門の前で、ソワソワしている義勇が目に入った。行ったり来たりしていて落ち着かない様子だった。そんな義勇さんを見るのは初めて…いつも冷静で物静かな人だから…
私が視界に入った途端こちらに走ってきた
「遅かったじゃないか?胡蝶の診察が長引いたのか?」
「あっ…実はしのぶさんが居なくて…診察受けれてないんです」
「胡蝶がいなかったのか?おかしいな?明日は俺も検診があるからまた一緒に行こう」
「はい」
義勇は、ゆきの背中に優しく手を添えると屋敷の中に優しく誘導した。
「隠が夕飯を作ってくれているすぐに夕食にしよう」
優しい…本当に不器用ながらすごく優しくしてくれる。何度も素っ気なく冷たくされた事はあるけど、あの山賊の事件以降優しい…

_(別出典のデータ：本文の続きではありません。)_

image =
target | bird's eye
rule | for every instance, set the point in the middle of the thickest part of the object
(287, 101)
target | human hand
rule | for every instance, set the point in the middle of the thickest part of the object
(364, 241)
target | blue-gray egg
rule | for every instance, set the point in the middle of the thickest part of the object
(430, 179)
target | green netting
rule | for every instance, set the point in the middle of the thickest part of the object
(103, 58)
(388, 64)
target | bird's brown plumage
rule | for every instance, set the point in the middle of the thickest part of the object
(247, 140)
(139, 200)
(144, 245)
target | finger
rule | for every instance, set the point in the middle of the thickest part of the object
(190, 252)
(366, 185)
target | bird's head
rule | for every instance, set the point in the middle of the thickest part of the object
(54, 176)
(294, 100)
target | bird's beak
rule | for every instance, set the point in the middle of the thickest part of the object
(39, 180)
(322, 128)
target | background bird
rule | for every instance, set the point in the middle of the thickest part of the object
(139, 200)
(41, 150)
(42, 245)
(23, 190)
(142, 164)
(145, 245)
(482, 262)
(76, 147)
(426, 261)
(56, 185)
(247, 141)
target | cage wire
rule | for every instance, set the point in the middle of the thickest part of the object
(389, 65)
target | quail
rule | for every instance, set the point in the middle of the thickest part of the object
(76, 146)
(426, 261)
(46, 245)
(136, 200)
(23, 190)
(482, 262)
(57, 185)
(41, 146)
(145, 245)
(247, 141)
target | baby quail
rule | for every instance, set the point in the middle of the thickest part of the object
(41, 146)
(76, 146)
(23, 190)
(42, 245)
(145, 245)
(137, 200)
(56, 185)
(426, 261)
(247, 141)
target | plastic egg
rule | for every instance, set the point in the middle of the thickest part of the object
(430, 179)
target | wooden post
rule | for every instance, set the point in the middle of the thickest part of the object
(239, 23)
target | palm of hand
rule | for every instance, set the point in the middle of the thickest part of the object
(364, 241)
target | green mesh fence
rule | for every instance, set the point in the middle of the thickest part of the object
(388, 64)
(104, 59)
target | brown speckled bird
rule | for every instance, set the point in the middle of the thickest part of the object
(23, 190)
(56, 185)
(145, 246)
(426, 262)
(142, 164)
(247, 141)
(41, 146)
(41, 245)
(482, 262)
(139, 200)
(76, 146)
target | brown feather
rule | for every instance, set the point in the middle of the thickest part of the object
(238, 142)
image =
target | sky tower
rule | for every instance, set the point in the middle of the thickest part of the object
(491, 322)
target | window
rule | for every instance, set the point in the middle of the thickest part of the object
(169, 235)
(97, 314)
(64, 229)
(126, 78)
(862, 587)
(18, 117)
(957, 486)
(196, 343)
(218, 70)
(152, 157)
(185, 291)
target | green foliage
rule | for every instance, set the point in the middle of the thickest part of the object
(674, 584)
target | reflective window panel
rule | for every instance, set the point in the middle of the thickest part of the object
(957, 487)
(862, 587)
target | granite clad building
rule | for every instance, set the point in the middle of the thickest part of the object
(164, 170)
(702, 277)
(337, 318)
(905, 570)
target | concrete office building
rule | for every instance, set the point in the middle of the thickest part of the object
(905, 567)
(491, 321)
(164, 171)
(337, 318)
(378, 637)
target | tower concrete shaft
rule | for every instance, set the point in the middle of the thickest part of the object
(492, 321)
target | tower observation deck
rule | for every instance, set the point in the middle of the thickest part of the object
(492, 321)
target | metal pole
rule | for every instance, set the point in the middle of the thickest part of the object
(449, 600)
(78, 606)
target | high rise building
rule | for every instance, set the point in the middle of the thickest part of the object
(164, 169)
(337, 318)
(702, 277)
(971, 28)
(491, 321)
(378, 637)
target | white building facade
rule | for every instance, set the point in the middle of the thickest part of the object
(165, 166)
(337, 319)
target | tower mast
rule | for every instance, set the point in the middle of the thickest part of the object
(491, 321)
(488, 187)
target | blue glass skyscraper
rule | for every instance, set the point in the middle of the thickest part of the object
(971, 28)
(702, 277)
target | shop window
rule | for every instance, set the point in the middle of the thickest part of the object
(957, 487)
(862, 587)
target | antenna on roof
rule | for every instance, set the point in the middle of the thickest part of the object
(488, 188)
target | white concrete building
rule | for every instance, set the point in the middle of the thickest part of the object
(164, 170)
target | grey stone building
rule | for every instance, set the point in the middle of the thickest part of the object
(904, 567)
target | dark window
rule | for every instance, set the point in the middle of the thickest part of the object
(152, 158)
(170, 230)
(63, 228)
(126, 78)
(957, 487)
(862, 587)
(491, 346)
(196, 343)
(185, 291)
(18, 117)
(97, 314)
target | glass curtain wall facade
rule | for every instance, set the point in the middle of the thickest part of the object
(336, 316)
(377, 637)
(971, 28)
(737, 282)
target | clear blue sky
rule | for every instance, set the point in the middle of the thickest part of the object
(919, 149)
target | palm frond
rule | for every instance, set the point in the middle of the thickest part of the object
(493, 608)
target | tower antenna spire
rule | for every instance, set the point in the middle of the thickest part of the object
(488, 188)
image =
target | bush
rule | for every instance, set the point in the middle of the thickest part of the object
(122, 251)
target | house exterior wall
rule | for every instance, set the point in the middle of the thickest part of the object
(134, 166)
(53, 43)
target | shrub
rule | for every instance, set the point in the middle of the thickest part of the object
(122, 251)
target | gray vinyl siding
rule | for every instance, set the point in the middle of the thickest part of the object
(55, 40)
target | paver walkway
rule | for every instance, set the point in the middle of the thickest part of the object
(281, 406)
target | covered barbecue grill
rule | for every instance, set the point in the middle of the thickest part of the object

お風呂にも入り就寝の時間になった。今日から私は一人で寝る…。
お布団に入り目を閉じた…今日の出来事を思い出している自分がいた…無一郎くんの感触が、体に残っている…美月さんに言われた言葉も思い出す…
だけど…無一郎くんが、庇ってくれた。
そう言えば婚約解消をなかったことにするってお館様に言うって言ってたな…
だけど思い出す…無一郎くんに拒絶された日の悲しみを…お重箱を泥土に投げられたあの時の悲しみを…
不安と困惑で胸がいっぱいになり、寝返りを打つ。
義勇さんの不器用な優しさは、凍えた心にじわりと染み渡る。
けれど、目を閉じれば浮かぶのは無一郎くんの真っ直ぐな瞳と、抱きしめられた時の体温。
「どうしてこんなに、心が揺れるの……」
無一郎くんが婚約解消を白紙に戻すと言った時、私の心は確かにドキッと音を立てた。
それは安堵なのか、それとも。
静まり返った夜の帳の中で、答えの出ない問いが、私を深い眠りから遠ざけていた。